Delegato UGL la benzina la paga il cliente con le mance


 

Può sembrare una barzelletta, ma non lo è. Il delegato UGL — quello che nel 2020 firmava il contratto pirata e nel 2026, dopo che le app venivano indagate e lui gridava 'Glovo non si tifa/tocca', è uscito con una perla di saggezza...


 ​Il sindacalista dell'anno ha scoperto il moto perpetuo dell'economia: la benzina la paga il cliente

​Ci sono momenti in cui la realtà supera la parodia e la ditta di trasformazione della dignità in barzelletta lavora a pieno regime. L'ultimo capolavoro porta la firma di un delegato UGL che ha deciso di rivoluzionare la teoria economica contemporanea con una perla di rara saggezza padronale.

​Un rider fa notare che con i prezzi della benzina alle stelle e la manutenzione del mezzo interamente a sue spese sta praticamente pagando per lavorare? La risposta del tutore dei diritti per eccellenza non smentisce le aspettative:

​«Ma se prendi 15 euro al giorno di mance, di cosa ti lamenti? Quelle ti coprono la benzina!»


​La fisica quantistica del "Dele-Gato"

​Analizziamo l'acume tattico di questa trovata:

​Il salario magico: Secondo la logica UGL, la mancia — un gesto del tutto arbitrario e casuale di un cliente pietoso — non è un extra per il buon servizio, ma un ammortizzatore sociale.

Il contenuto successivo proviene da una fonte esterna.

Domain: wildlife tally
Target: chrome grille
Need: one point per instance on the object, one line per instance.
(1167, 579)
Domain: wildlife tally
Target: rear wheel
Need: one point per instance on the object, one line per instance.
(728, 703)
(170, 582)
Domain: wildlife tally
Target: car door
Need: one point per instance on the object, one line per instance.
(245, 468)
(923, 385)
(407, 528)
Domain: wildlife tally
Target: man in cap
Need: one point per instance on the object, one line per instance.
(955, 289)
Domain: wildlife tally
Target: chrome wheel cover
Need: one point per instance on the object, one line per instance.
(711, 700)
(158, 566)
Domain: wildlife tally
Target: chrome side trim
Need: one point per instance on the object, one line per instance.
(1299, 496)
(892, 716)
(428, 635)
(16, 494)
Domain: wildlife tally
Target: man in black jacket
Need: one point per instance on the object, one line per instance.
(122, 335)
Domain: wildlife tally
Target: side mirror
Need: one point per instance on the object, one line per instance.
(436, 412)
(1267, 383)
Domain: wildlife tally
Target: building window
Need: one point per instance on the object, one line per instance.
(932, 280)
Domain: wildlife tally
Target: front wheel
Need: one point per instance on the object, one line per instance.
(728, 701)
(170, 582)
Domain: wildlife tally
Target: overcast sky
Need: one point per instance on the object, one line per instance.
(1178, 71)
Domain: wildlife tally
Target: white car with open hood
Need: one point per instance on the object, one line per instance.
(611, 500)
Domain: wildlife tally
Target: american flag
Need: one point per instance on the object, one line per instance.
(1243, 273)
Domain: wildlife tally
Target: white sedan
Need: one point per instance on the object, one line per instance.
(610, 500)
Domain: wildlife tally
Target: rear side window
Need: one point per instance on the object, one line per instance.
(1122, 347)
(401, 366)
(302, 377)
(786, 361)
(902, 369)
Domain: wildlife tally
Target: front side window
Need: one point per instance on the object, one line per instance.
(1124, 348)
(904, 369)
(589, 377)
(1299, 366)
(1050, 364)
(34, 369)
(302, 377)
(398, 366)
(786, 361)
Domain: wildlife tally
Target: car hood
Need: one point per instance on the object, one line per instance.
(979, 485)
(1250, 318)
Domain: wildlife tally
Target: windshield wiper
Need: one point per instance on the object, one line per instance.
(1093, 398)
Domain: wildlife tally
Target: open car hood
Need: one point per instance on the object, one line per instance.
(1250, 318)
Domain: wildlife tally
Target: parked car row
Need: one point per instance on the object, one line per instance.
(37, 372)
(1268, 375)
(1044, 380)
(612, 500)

​Il rimborso a carico del quartiere: L'azienda risparmia sui rimborsi chilometrici perché la benzina la paga "la signora del quarto piano". Se il cliente è tirchio, la moto spinge a spinta.

​Prossimi sviluppi della contrattazione: A questo punto ci aspettiamo che al prossimo tavolo delle trattative l'UGL proponga di scalare il valore dei panini offerti al rider direttamente dalla busta paga.

​Zero rimborso, zero dignità

​Mentre le multinazionali del delivery incassano e il costo della vita devasta chi sta in strada 10 ore al giorno sotto la pioggia, il delegato UGL fa il lavoro sporco per le piattaforme: convince i lavoratori che la carità privata deve sostituire le garanzie contrattuali.

​Non è un sindacato, è un servizio di consulenza per far risparmiare le aziende sui costi di gestione. Se la benzina ce la dobbiamo pagare con le mance dei clienti, la tessera sindacale possiamo pagarla con i punti della spesa.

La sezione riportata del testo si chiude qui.